Mit Urteil des Landesgerichtes für Strafsachen Graz vom 05.02.2014, 7 Hv 152/13d, rechtskräftig am 13.03.2014, wurde der Beschwerdeführer rechtskräftig wegen des Verbrechens des Raubes nach § 142 Abs. 1 StGB in Anwendung des § 5 Z 4 JGG unter Bedachtnahme auf das Urteil des Landesgerichts für Strafsachen Graz vom 29.05.2013, Zl. 5 Hv 40/13v, gemäß §§ 31, 40 zu einer zusätzlichen Freiheitsstrafe in der Dauer von zehn Monaten verurteilt (Jugendstraftat).

- Der Beschwerdeführer hat am 17.02.2013 mit drei Mittätern im bewussten und gewollten Zusammenwirken einem Opfer mit Gewalt gegen seine Person eine fremde bewegliche Sache mit dem Vorsatz weggenommen, sich durch deren Zueignung unrechtmäßig zu bereichern. Einer der Mittäter umklammerte das Opfer von hinten, stellte ihm ein Bein und brachte es dadurch zu Fall.

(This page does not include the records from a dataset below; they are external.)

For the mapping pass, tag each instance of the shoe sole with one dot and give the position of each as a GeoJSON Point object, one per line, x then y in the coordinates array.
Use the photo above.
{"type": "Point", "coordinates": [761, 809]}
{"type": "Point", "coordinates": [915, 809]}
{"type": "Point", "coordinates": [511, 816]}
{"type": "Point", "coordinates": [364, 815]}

Dabei forderten die Täter die Herausgabe von Bargeld und Mobiltelefon und verletzten das Opfer nach der Erklärung, darüber nicht zu verfügen, mit einem Schlag ins Gesicht, wobei zwei der Mittäter das Opfer am Boden fixierten und der Beschwerdeführer und ein weiterer Mittäter das Opfer nach Wertgegenständen durchsuchten und dabei Tabak im Wert von etwa EUR 4,00 erbeuteten.

- Beim Beschwerdeführer wurde bei der Strafbemessung mildernd berücksichtigt: die Rückgabe der Raubbeute, der bislang ordentliche Lebenswandel und die untergeordnete Rolle; erschwerend wurde berücksichtigt: das Zusammentreffen von zwei Verbrechen und einem Vergehen bei Zusatzstrafverhältnis.

Von 09.10.2013 bis 22.04.2014 befand sich der Beschwerdeführer in Haft.

Mit Bescheid vom 04.07.2014 wurde dem Beschwerdeführer eine befristete Aufenthaltsberechtigung gemäß § 8 Abs. 4 AsylG bis zum 07.05.2015 erteilt.

Mit Urteil des Bezirksgerichts Graz-Ost vom 05.02.2016, 214 U 32/15v, rechtskräftig am 09.02.2016, wurde der Beschwerdeführer rechtskräftig wegen des Vergehens des unerlaubten Umganges mit Suchtgiften nach dem § 27 Abs. 1 Z 1, 1., 2., und 8. Fall und Abs. 2 SMG, des Vergehens der Sachbeschädigung nach dem § 125 StGB und des Vergehens der Körperverletzung nach § 83 Abs. 1 StGB zu einer Freiheitsstrafe von vier Monaten verurteilt.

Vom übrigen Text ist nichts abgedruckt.